Poirot fijó la vista en el techo.

—¿De manera que no puede decirme nada acerca del secretario? — murmuró.

—Ya se lo he dicho y lo repito, monsieur Poirot. Nada sé. Me guía una intuición únicamente.

—Con ella no se ahorca a un hombre, y lo que es más; tampoco se salva a un hombre de la horca. Lady Astwell, si cree sinceramente en la inocencia de mister Leverson y supone que sus sospechas tienen un sólido fundamento, ¿me permite llevar a cabo un pequeño experimento?

—¿De qué especie? —preguntó con recelo lady Astwell.

—¿Me permite que la coloque en estado de hipnosis?

—¿Para qué?

Poirot se inclinó hacia ella.

—Si dijera a usted, madame, que su intuición se basa en unos hechos registrados en su subconsciente se mostraría escéptica. Por ello digo, solamente, que ese experimento puede tener suma importancia para mister Carlos Leverson, ese joven infortunado.

—¿Y quién me pondrá en estado de trance? ¿Usted?

—Un amigo mío, lady Astwell, que llega, si no me equivoco, en este momento porque oigo rodar fuera a un coche.

—¿Quién es ese señor?

—El doctor Cazalet de Harley Street.

—¿Es... digno de crédito?

—No es un charlatán, madame, si es esto lo que se figura. Puede ponerse en sus manos sin la menor desconfianza.

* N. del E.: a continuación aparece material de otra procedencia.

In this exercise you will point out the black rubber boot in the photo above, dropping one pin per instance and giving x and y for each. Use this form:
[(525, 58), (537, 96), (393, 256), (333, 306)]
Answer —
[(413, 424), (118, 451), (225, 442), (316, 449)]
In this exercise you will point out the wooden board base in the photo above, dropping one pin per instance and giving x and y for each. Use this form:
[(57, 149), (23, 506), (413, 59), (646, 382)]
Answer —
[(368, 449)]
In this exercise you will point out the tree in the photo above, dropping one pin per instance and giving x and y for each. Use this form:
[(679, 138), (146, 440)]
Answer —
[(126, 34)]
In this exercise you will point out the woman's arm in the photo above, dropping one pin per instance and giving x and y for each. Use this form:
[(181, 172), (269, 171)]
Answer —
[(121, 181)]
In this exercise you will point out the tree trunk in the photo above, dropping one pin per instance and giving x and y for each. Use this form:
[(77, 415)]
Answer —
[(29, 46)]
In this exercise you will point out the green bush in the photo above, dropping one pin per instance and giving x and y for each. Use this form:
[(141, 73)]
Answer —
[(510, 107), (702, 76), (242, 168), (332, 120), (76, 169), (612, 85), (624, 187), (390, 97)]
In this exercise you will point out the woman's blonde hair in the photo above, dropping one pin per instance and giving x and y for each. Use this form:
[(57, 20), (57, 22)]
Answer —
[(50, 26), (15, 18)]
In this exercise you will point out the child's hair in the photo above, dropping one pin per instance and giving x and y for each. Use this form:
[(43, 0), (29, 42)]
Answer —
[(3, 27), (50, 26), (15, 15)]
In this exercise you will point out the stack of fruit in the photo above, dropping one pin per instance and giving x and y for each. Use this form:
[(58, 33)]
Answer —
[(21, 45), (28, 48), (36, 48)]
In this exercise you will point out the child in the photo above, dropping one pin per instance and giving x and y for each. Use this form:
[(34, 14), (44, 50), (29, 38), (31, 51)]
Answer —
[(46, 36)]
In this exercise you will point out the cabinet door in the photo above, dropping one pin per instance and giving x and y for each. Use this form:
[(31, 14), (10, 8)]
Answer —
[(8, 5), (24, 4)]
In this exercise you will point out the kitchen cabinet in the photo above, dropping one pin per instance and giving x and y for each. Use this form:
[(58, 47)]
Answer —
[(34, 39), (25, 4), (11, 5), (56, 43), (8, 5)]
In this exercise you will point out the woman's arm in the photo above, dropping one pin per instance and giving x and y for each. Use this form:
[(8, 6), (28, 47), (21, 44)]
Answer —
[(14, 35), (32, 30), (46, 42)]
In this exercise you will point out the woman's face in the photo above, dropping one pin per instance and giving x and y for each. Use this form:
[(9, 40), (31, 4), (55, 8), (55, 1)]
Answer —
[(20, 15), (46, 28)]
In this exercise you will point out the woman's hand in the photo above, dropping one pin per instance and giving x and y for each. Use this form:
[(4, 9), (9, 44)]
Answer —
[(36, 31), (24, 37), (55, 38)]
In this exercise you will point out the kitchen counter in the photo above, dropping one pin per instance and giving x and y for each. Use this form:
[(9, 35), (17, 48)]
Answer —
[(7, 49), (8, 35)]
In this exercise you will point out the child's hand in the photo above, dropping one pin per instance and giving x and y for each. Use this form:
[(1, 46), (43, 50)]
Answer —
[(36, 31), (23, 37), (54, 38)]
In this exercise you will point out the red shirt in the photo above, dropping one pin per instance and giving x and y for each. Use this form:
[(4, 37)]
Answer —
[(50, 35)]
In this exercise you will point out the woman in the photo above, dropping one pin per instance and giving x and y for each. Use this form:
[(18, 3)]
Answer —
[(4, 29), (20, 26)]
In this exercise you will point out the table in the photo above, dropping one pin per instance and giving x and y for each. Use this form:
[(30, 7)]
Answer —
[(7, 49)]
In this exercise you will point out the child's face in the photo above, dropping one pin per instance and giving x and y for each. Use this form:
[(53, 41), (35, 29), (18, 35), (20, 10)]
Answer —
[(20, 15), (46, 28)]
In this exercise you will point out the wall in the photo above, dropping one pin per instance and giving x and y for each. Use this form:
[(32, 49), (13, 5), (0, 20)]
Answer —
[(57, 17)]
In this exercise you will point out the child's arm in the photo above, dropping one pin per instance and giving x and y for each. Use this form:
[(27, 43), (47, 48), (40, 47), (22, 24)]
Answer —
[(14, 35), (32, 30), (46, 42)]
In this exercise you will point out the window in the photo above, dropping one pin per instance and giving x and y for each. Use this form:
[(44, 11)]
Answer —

—Bueno —lady Astwell exhaló un suspiro—. No creo en esa clase de experimentos, pero probaremos si le parece. Que no se diga que le pongo inconvenientes.

—Mil gracias, milady.

Poirot salió presuroso de la habitación. Poco después regresó acompañado de un hombrecillo jovial, de cara redonda, con lentes, que modificó al punto la idea que lady Astwell se había formado de un hipnotizador. Poirot hizo la presentación.

—Bueno —dijo con visible buen humor la dueña de la casa—. ¿Cuándo vamos a comenzar... este sainete?

—En seguida, lady Astwell. Es muy fácil, sumamente fácil —dijo el recién llegado—. Usted échese ahí, en el sofá..., eso es..., eso es... No se ponga nerviosa.

—¿Nerviosa yo? —exclamó lady Astwell—. ¡Quisiera ver quién es el guapo que se atreve a hipnotizarme en contra de mi voluntad!

El doctor Cazalet le dirigió una amplia sonrisa.

—Si consiente no será en contra de su voluntad, ¿comprende? —replicó alegremente—. Bien, apague esa luz, ¿quiere, monsieur Poirot? Y usted, lady Astwell, dispóngase a echar un sueñecito.

El médico varió levemente de postura.

—Se hace tarde..., usted tiene sueño... tiene sueño. Le pesan los párpados..., ya se cierran..., ya se cierran... Pronto quedará profundamente dormida.

La voz del médico se asemejaba a un zumbido apagado, monótono, tranquilizador. Poco después se inclinaba para volver con suavidad un párpado de lady Astwell. A continuación se volvió a Poirot y le hizo una seña visiblemente satisfecho.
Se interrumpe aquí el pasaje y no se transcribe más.